Rural healthcare services are 'in crisis', medical chief warns

BMA chair Dr Iain Kennedy is calling for a medical school in the Highlands to help tackle the workforce shortage.

The Chair of the British Medical Association in Scotland is calling on the government to set up a medical training university in the Highlands to stem what he claims is a crisis in healthcare in the region.

Dr Iain Kennedy said patients in rural areas across Scotland are suffering in comparison to people living in towns and cities due to a lack of access to GPs and services.

He said the government needs to specifically invest in rural parts of the country, and is calling for a medical university to be established in the Highlands to train, and crucially keep, GPs in the region.

He told STV News: “We are absolutely at crisis point.

“We have rural hospitals in some parts of Scotland that will soon have no consultants.

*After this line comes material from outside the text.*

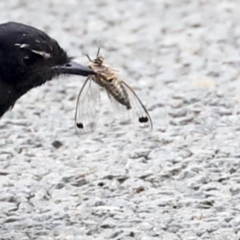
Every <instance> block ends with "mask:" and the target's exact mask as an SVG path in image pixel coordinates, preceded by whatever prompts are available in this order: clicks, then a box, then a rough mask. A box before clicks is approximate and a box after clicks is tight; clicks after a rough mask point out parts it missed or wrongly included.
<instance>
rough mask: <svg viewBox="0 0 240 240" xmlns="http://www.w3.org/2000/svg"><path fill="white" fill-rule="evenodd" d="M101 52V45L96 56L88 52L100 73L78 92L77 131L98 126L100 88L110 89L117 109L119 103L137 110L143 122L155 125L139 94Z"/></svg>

“We have GP practices in the north of Scotland and other remote and rural areas where the GP practice has already fallen over and are wholly staffed by temporary locums.

BMA chair calls for a medical school to be established in the Highlands

“I think the time has now come that we need a university in the north of Scotland, a medical school in Inverness so that we can train doctors who are much more likely to work in these parts of Scotland where we know there is a medical workforce shortage, so we can supply doctors to Orkney, Shetland, Western Isles, Grampian and the Highlands.”

The health minister said the government is taking measures such as the establishment of a New National Centre for Remote and Rural Health and Care and also financial incentives for medics in training.

Michael Matheson said: “We have increased the number of those who are in training to become GPs this year and we are increasing again next year.

“Alongside that we are also providing an extra £1m this year in bursary funding to support GPs who are in training to go and work in our remote and rural areas with a particular focus on our most remote and rural areas.”

“We are also providing funding to those who will go and work in these areas once they are qualified, through a ‘golden hello’ of £10,000 if they go and work there.”